Isabelle Odette Papadimitriou was a respiratory therapist in Dallas and spent the spring and summer caring for Covid patients at the hospital where she worked. She infected herself with the virus at the end of June and died shortly afterwards on July 4th, her favorite holiday. She was 64 years old.
Her daughter, Fiana Tulip, remembers her mother as someone “strong as an ox” who had made it through countless flu outbreaks in her 30-year career. Tulip, a fan of the British royal family, who treated their two dogs “like little people,” said she was the kind of mother who would send Amazon parcels to her daughter as soon as she felt she needed something. After her death, Tulip received a pair of pink ruffle shoes that Papadimitriou had sent for Tulip’s daughter, her first grandchild.
Over the summer, Tulip received calls from her mother’s former coworkers and friends, from an employee at Papadimitriou’s local dog daycare to the owner of a storage unit she rented in Texas.

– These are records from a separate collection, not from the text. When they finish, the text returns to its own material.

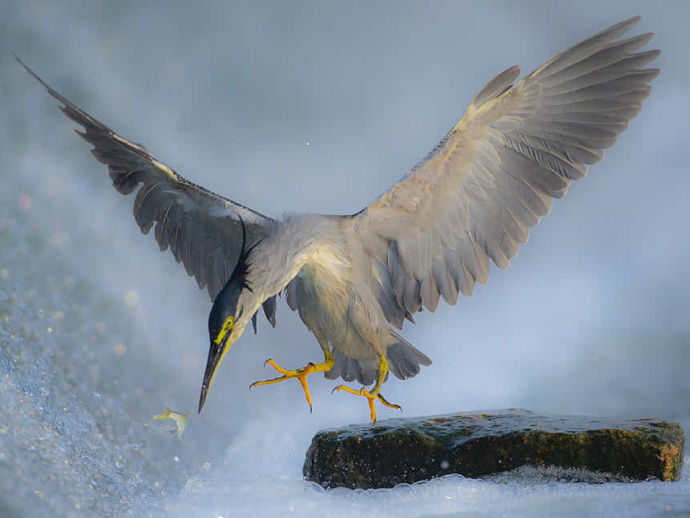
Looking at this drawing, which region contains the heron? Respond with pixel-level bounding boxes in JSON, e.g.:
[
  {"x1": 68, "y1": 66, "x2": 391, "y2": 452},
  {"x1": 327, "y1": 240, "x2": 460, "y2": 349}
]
[{"x1": 15, "y1": 17, "x2": 659, "y2": 426}]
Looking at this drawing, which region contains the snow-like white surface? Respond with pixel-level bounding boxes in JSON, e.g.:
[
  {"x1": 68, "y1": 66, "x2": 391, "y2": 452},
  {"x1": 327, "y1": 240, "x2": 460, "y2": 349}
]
[{"x1": 0, "y1": 0, "x2": 690, "y2": 518}]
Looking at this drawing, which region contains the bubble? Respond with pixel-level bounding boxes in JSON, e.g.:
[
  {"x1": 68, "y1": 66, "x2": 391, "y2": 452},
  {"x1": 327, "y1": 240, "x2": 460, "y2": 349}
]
[{"x1": 124, "y1": 290, "x2": 139, "y2": 308}]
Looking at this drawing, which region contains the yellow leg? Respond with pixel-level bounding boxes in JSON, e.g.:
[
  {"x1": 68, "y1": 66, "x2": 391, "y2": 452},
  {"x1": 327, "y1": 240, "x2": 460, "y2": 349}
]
[
  {"x1": 333, "y1": 355, "x2": 402, "y2": 428},
  {"x1": 249, "y1": 350, "x2": 334, "y2": 412}
]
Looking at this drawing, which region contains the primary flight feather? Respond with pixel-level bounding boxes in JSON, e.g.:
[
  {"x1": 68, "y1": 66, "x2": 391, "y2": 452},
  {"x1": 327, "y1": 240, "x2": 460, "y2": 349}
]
[{"x1": 20, "y1": 17, "x2": 659, "y2": 422}]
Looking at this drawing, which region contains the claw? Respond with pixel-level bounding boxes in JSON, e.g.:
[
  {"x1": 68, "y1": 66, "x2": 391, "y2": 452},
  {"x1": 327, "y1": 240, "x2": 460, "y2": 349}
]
[
  {"x1": 331, "y1": 385, "x2": 402, "y2": 428},
  {"x1": 249, "y1": 358, "x2": 333, "y2": 412}
]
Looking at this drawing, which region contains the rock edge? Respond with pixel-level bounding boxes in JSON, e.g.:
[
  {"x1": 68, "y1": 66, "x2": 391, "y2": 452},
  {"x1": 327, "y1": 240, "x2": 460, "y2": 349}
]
[{"x1": 303, "y1": 409, "x2": 684, "y2": 489}]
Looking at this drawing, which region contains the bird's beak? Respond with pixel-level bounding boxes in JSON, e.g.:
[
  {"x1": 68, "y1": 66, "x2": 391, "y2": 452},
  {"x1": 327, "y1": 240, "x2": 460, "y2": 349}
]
[{"x1": 199, "y1": 329, "x2": 242, "y2": 413}]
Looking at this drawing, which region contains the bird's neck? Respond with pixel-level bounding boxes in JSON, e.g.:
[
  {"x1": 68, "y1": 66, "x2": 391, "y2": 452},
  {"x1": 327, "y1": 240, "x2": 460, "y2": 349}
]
[{"x1": 250, "y1": 215, "x2": 347, "y2": 300}]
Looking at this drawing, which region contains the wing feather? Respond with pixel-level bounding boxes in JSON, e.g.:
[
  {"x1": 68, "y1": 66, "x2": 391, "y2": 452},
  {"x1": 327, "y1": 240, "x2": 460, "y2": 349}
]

“People who loved my mother just came out,” said Tulip. “She meant a lot to many people.”
The pandemic is not over yet
Coronavirus cases in the US have declined in recent weeks and the pace of reported deaths is also slowing. According to data from Johns Hopkins University, the country has a weekly average of close to 1,900 deaths from Covid-19 per day, compared with more than 3,300 per day in mid-January.
Even so, the death toll will continue to rise. Projections by the University of Washington’s Institute of Health Metrics and Evaluation show a range of 571,000 to 616,000 Covid-19 deaths in the United States as of June 1, based on various scenarios.
Fauci, the nation’s foremost infectious disease expert, warned Americans on Sunday to avoid a sense of complacency with Covid-19 despite falling case numbers, saying that “the baseline of daily infections is still very, very high”.
The CDC has also identified At least three mutant strains of the virus in the US, some of which have been shown to be more transmissible than the dominant strain, although experts have largely said that they expect the current vaccines to be offer some protection against these variants.
So far, around 44 million people, roughly 13% of the population, have received at least one shot either Pfizer’s or Moderna’s two-shot vaccines, and President Joe Biden suggested during a CNN town hall last week that the country could return to some semblance of normality by Christmas.
But for those who lost a loved one to Covid-19, Kessler, the grief expert, said things won’t be the same.
“When you talk about family members, we don’t recover from losses,” he said. “We have to learn to live with the loss.”